- Theatrical release poster
- Directed by: Phani Ramachandra
- Story by: Gayathri P. Ramachandra
- Produced by: M. K. Srinivasa Murthy
- Starring: Shiva Rajkumar Bhagyashree
- Cinematography: D. V. Rajaram
- Edited by: Basavaraj Urs
- Music by: Raj
- Production company: Akshaya Enterprises
- Release date: 11 July 1997;
- Running time: 141 minutes
- Country: India
- Language: Kannada

= Ammavra Ganda =

Ammavra Ganda is a 1997 Indian Kannada-language romantic comedy film directed by Phani Ramachandra and produced by M. K. Srinivasamurthy.
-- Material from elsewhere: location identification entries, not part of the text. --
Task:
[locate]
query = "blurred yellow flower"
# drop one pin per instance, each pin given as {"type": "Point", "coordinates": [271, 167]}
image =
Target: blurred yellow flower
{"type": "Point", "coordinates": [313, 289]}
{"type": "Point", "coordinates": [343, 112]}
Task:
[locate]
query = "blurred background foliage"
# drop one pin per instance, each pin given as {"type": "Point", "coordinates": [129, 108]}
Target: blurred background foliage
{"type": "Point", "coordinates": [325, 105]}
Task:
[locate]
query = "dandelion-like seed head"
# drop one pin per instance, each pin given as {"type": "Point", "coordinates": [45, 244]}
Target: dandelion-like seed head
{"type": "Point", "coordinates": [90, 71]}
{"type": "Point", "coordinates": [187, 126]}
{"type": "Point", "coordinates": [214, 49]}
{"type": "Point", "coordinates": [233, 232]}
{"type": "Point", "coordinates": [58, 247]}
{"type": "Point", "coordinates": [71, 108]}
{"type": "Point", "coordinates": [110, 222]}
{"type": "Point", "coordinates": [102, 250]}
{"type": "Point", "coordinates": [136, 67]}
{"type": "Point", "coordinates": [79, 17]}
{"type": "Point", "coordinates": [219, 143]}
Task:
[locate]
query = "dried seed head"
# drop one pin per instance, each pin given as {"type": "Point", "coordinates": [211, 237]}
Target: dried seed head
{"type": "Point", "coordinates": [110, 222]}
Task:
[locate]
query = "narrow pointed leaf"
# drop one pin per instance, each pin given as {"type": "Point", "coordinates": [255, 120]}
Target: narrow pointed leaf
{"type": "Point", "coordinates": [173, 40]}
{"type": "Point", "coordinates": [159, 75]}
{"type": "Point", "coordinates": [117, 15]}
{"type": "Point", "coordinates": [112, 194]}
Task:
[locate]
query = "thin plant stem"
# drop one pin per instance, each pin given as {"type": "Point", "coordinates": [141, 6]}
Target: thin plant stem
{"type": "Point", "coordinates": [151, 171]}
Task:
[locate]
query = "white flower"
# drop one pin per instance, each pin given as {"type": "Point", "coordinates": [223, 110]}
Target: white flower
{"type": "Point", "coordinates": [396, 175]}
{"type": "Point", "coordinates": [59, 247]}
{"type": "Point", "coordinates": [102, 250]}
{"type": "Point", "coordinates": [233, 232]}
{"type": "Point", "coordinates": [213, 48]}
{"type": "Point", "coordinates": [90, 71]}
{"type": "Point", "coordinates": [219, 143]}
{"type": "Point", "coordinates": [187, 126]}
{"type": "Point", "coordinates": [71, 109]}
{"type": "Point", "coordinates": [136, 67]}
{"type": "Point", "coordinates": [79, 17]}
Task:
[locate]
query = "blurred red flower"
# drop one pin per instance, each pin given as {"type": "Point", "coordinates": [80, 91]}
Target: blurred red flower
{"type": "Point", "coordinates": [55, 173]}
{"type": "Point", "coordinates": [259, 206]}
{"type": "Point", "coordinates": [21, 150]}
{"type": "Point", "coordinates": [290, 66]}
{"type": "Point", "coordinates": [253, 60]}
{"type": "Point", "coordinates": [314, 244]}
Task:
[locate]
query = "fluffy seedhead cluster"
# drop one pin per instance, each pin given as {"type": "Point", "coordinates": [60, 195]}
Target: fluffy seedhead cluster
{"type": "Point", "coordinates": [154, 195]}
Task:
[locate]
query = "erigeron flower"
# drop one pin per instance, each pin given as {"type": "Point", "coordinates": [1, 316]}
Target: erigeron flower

The film stars Shiva Rajkumar, Bhagyashree of Maine Pyar Kiya fame in her debut Kannada film and Suman Nagarkar in lead roles.

== Cast ==

- Shiva Rajkumar as Raju
- Bhagyashree as Rani
- Suman Nagarkar as Bindu
- Balaraj
- Vijay Kashi
- Loknath
- Mukhyamantri Chandru
- Shivaram
- Sihi Kahi Chandru
- Girija Lokesh
- Rekha Das
- Manjubhashini as Rani's sister
- Sithara in Cameo

== Soundtrack ==
The soundtrack of the film was composed by Raj.

Track listing
| No. | Title | Lyrics | Singer(s) | Length |
|---|---|---|---|---|
| 1. | "Hennu Gandige Gulamalalla" | Shyamsundar Kulkarni | S. P. Balasubrahmanyam, Manjula Gururaj |  |
| 2. | "Uma Rama Shama Suma" | M. N. Vyasa Rao | Rajesh Krishnan, Manjula Gururaj, Chandrika Gururaj |  |
| 3. | "Love Mado Reethiyanu" | Shyamsundar Kulkarni | S. P. Balasubrahmanyam, Manjula Gururaj |  |
| 4. | "Jolly Jolly Picnic" | M. N. Vyasa Rao | Manjula Gururaj |  |
| 5. | "Neeli Meghagalu" | Su. Rudramurthy Shastry | Shivarajkumar |  |
| 6. | "Sri Krishnanu Nodalu" | Su. Rudramurthy Shastry | S. P. Balasubrahmanyam |  |
| 7. | "Hendathiginta Munchene" | Shyamsundar Kulkarni | S. P. Balasubrahmanyam |  |

==Reception==
Times of India wrote "Whatever has happened to Phani Ramachandra? Of course, he was never the master of the large canvas, never had artistic pretensions, never made a great film. But he had his ear to the pulse of the average cinemagoer he could twist formula quite cleverly to make us laugh. Each time you came out of a Phani film, you thought, not bad, but let’s hope he betters himself next time. His Gowri Ganesha, for instance, was hugely popular. Ammavara Ganda had immense promise as a rib-tickle". The Hindu wrote "Overall, although “Ammavra Ganda” is a comedy in patches, thanks only to Shiva Rajkumar, it is not a film with a definite social message as it is made to believe by the director; if anything, it is a bit of a spoof on women's clamour for equality. Unwittingly, Phani Ramachandra also reveals the sad state of a woman's world which is confined to a stereotyped, limited role."